In fact, here is the proof: Before the transformation, in the frame where the magnet is not moving, we have a constant magnetic field and therefore a constant vector potential. When we switch frames, we the vector potential is not constant, and therefore it generates an electric field given by $\vec{E} = -\partial_t \vec{A}$. In the quasi-static approximation, this $\vec{A}$ is just the galilean transformed $\vec{A}$ from the frame of constant magnetic field. Now $\partial_t \vec{A} = -\vec{v} \cdot \vec{\nabla} \vec{A} = -\vec{v} \times (\vec{\nabla} \times \vec{A}) - \vec{\nabla} (\vec{v} \cdot \vec{A}) = -\vec{v} \times \vec{B} -\vec{\nabla} (\vec{v} \cdot \vec{A}) $, where $\vec{v}$ is the velocity of the charge in the frame where it is moving, and therefore minus the velocity of the magnet in th frame where the charge is stationary.
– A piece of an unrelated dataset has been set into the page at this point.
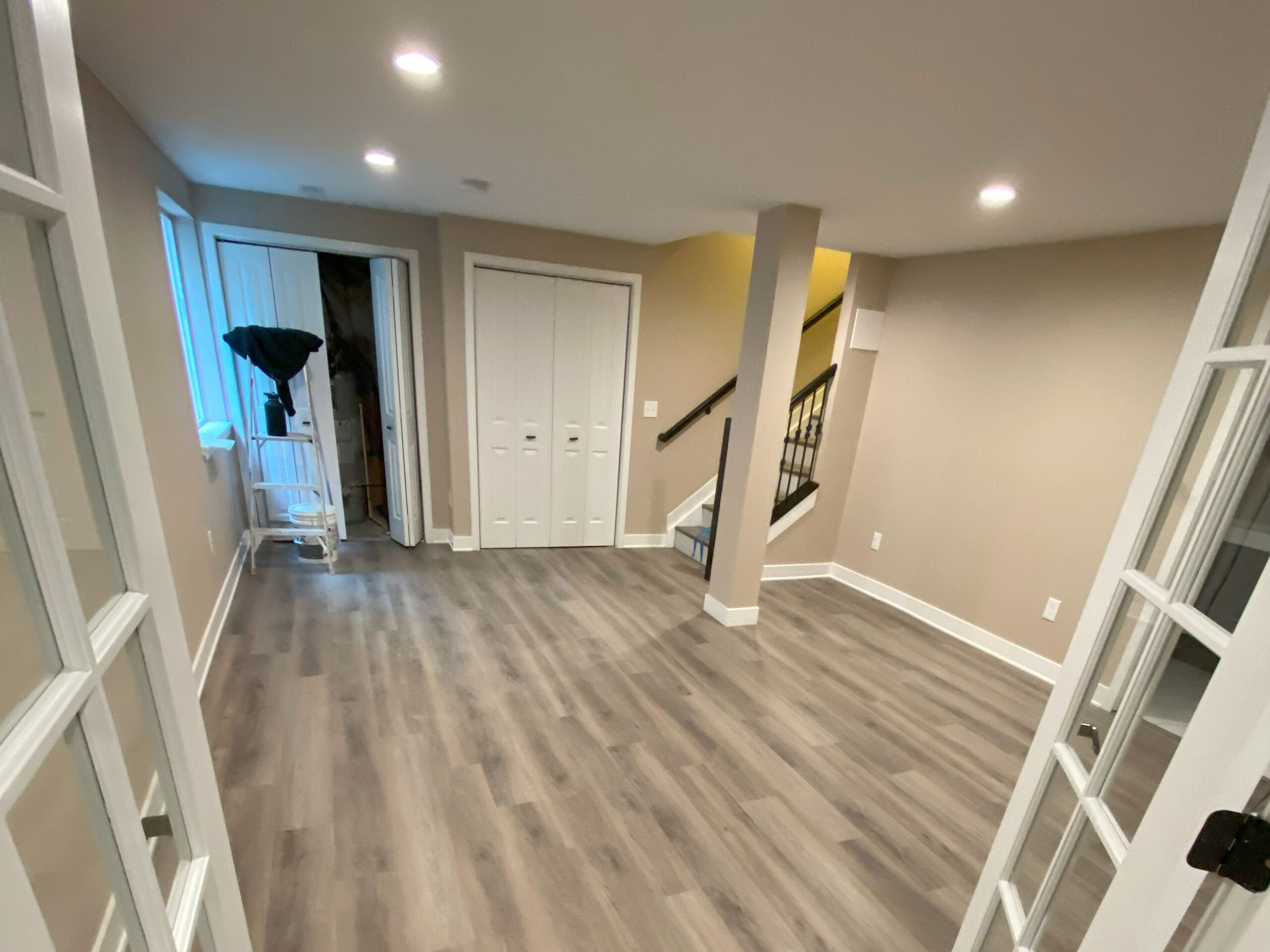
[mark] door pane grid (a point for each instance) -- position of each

Now we have $\vec{E} = \vec{v} \times \vec{B} +\vec{\nabla} (\vec{v} \cdot \vec{A}).$ Thus we see we have the $\vec{v} \times \vec{B}$ term as expected, but we also have a term that looks like there is a potential of $-\vec{v} \cdot \vec{A}$. This second term is zero in this case because $\vec{A}$ points in the same direction as $\vec{J}$. This term is due to relativistic effects. To see exactly what this term is, recall that $\vec{A}(\vec{r}) = \frac{\mu_0}{4 \pi} \int \frac{\vec{J}(\vec{r}_0)}{|\vec{r}-\vec{r}_0|} d \vec{r}_0$ so that $\vec{v} \cdot \vec{A} = \frac{\mu_0}{4 \pi} \int \frac{\vec{v} \cdot \vec{J}(\vec{r}_0)}{|\vec{r}-\vec{r}_0|} d \vec{r}_0=\frac{\mu_0}{4 \pi} 4 \pi \epsilon_0 \int \frac{\vec{v} \cdot \vec{J}(\vec{r}_0)}{4 \pi \epsilon_0 |\vec{r}-\vec{r}_0|} d \vec{r}_0 =\frac{1}{c^2} \int \frac{\vec{v} \cdot \vec{J}(\vec{r}_0)}{4 \pi \epsilon_0 |\vec{r}-\vec{r}_0|} d \vec{r}_0  $, so the apparent potential $-\vec{v} \cdot \vec{A}$ appears to be coming from a charge distribution $-\frac{1}{c^2} \vec{v} \cdot {\vec{J}}$. This charge distribution comes about because if you lorentz boost a stream of moving charges, the charges will contract more if you speed them up and hence the density will increase, or they  will "uncontract" if you are slowing them down, and the density will decrease. Thus we can already see there is a problem with non-relativistic electrodynamics. A relativistic treatment would give you the right answer.